Не понравилась «Украина в огне» и на самом верху. Команды на крайние меры не было, но Хрущев решил перестраховаться. И Довженко начали зажимать.
Его отстранили от режиссуры, сняли со всех общественных постов, дали самую маленькую ставку на киностудии («я получаю, как гример», – отмечал режиссер в дневнике), с ним перестали общаться большинство украинских «мытцив» (творцов. – Авт.). Александру Довженко было приказано оставаться в Москве вплоть до специальных распоряжений. Запрет появляться на Украине он тяжело переживал – очень любил свою малую родину.
В чем же была причина такого неласкового отношения советской верхушки?
Думается, все-таки в украинском национализме, как бы Довженко сам себя ни оправдывал перед самим собой.
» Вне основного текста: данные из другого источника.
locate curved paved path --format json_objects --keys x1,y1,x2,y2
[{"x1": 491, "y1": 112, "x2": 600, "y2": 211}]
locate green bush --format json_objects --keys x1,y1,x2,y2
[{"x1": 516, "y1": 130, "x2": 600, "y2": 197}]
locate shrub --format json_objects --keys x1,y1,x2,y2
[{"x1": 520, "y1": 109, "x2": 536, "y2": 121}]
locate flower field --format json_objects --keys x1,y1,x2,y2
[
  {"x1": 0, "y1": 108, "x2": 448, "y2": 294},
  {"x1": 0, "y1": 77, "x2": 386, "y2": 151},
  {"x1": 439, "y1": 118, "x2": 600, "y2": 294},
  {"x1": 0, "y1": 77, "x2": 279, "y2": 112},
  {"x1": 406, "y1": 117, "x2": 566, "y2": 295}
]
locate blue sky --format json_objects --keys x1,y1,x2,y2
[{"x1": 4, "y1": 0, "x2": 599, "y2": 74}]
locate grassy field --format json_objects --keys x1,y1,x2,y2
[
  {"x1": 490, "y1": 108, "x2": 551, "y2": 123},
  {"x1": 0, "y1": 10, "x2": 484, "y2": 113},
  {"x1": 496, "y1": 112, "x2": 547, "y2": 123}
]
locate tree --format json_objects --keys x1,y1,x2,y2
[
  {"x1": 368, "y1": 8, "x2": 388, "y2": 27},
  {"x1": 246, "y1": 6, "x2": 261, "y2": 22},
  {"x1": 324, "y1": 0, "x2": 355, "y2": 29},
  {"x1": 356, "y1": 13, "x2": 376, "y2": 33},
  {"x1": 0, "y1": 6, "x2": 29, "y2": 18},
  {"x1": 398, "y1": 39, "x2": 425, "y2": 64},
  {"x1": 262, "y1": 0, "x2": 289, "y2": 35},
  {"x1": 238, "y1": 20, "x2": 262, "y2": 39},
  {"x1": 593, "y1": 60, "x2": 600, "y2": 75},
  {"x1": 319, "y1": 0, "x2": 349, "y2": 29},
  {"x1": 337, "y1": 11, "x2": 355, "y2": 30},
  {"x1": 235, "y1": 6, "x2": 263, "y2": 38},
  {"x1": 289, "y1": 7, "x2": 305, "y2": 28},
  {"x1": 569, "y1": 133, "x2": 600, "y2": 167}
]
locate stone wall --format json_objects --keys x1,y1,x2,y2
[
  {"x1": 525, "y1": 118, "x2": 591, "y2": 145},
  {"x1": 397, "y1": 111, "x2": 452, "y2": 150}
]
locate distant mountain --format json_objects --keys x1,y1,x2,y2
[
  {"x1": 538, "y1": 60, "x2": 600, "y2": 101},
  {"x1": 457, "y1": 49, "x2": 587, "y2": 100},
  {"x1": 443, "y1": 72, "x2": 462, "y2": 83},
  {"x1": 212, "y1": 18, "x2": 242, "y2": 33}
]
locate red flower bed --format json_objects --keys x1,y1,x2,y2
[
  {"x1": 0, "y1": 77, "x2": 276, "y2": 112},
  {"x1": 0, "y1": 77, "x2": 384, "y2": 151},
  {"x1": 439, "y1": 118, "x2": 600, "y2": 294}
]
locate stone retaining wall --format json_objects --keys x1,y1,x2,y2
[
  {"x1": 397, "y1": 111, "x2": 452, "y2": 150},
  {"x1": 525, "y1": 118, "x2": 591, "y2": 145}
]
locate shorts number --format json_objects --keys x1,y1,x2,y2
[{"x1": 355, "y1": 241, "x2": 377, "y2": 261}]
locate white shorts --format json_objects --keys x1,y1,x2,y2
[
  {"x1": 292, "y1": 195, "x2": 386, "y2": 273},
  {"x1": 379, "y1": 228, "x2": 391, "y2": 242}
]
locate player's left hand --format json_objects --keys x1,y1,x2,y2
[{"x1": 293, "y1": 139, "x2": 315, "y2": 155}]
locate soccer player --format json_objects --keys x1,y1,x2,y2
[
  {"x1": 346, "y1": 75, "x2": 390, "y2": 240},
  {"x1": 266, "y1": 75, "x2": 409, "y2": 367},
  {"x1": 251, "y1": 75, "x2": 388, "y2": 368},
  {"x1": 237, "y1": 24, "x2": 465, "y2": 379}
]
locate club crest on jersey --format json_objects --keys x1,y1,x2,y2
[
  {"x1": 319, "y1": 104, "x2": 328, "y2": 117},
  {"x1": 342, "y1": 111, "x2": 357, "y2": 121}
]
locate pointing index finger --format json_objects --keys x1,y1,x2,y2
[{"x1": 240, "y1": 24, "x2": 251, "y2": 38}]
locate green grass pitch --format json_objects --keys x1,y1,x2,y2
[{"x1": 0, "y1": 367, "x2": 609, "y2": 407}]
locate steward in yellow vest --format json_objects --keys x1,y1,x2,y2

Вернее, в том, что под национализмом в то время подразумевало советское руководство.
Напомним, что время было не самое мягкое.
А у Довженко, как на грех, было свое особое отношение к Богдану Хмельницкому. Примерно такое, как у Тараса Шевченко, считавшего гетмана предателем украинских интересов.
К тому же Довженко имел достаточно длинный язык, а «стучать» на режиссера уж точно было кому. Поэтому соответствующие органы прекрасно знали его возмущение тем, что командир партизанского объединения, знаменитый Федоров дал приказ не тушить пожар в селе Покровском, в огне которого сгорело какое-то количество гетманских собраний живописи.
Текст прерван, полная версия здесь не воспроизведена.